There are some more online tools that you can use to test out your JS code. Check out JSFiddle (at https://jsfiddle.net/), CodePen (at https://codepen.io/), or JSBin (at http://jsbin.com/), among others. You may have to specify whether to use Babel or Traceur; otherwise, newer JS features will be rejected. See an example of JSFiddle in Figure 1.5:

We will also touch on testing, which is, after all, one of FP's main advantages. For that, we will be using Jasmine (https://jasmine.github.io/), though we could also opt for Mocha (http://mochajs.org/).

You can run Jasmine test suites with a runner such as Karma (https://karma-runner.github.io), but I opted for standalone tests; see https://github.com/jasmine/jasmine#installation for details.
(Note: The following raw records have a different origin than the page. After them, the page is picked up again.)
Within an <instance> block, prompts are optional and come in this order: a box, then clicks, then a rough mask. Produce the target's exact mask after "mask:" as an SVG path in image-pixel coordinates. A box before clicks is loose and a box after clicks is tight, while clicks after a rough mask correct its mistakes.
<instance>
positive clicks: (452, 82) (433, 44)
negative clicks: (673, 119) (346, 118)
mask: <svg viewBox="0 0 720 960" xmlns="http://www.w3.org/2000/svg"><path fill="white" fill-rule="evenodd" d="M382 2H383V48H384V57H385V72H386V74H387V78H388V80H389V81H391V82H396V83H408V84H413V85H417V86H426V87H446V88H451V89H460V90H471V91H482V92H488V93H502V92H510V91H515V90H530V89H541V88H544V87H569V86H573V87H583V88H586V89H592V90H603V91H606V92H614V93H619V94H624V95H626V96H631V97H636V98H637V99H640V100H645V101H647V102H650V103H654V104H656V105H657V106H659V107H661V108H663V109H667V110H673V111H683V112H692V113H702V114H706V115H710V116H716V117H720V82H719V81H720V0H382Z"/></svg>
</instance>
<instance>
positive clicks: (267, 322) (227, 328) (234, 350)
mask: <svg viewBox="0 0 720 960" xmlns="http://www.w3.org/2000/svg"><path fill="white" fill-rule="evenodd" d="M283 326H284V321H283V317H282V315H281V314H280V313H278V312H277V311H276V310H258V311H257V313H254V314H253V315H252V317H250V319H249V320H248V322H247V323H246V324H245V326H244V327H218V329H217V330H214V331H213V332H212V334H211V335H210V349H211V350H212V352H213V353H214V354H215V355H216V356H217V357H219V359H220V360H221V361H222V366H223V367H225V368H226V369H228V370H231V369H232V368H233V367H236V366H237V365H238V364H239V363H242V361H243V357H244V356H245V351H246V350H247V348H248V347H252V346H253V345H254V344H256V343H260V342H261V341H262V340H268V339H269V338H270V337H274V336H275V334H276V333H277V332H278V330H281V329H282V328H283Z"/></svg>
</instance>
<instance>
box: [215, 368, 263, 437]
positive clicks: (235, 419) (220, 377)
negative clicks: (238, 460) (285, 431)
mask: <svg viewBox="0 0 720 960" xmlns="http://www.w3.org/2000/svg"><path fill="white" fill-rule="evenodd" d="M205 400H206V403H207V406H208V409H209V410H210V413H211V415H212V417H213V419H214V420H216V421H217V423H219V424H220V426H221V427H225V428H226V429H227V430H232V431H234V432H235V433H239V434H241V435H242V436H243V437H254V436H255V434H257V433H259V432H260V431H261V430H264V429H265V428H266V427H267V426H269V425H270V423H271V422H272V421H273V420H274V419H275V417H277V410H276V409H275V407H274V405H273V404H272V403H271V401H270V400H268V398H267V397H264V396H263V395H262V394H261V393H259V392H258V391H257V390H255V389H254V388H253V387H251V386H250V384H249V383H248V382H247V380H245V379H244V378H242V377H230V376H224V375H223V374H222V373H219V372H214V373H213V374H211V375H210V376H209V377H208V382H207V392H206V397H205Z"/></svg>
1.1. Classes as first-class objects: We saw that functions are first class objects, but did you know classes also are? (Though, of course, speaking of classes as objects does sound weird...) Study this example and see what makes it tick! Be careful: there's some purposefully weird code in it:

      const makeSaluteClass = term =>
          class {
              constructor(x) {
                 this.x = x;
              }
        
              salute(y) {
                 console.log(`${this.x} says "${term}" to ${y}`);
               }
          };

      const Spanish = makeSaluteClass("HOLA");
      new Spanish("ALFA").salute("BETA");
      // ALFA says "HOLA" to BETA

      new (makeSaluteClass("HELLO"))("GAMMA").salute("DELTA");
      // GAMMA says "HELLO" to DELTA

      const fullSalute = (c, x, y) => new c(x).salute(y);
      const French = makeSaluteClass("BON JOUR");
      fullSalute(French, "EPSILON", "ZETA");
      // EPSILON says "BON JOUR" to ZETA

1.2. Factorial errors: Factorials, as we defined them, should only be calculated for non-negative integers. However, the function we wrote doesn't verify if its argument is valid or not. Can you add the necessary checks? Try to avoid repeated, redundant tests!

1.3. Climbing factorial: Our implementation of factorial starts multiplying by n, then by n-1, then n-2, and so on., in what we could call a downward fashion. Can you write a new version of the factorial function, that will loop upwards?

In this chapter, we have seen the basics of functional programming, a bit of its history, its advantages (and also some possible disadvantages, to be fair), why we can apply it in JavaScript, which isn't usually considered a functional language, and what tools we'll need in order to take advantage of the rest of the book.

In chapter 2, Thinking Functionally - A First Example, we'll go over an example of a simple problem, and look at it in common ways, to finally end by solving it in a functional manner and analyze the advantages of that way of working.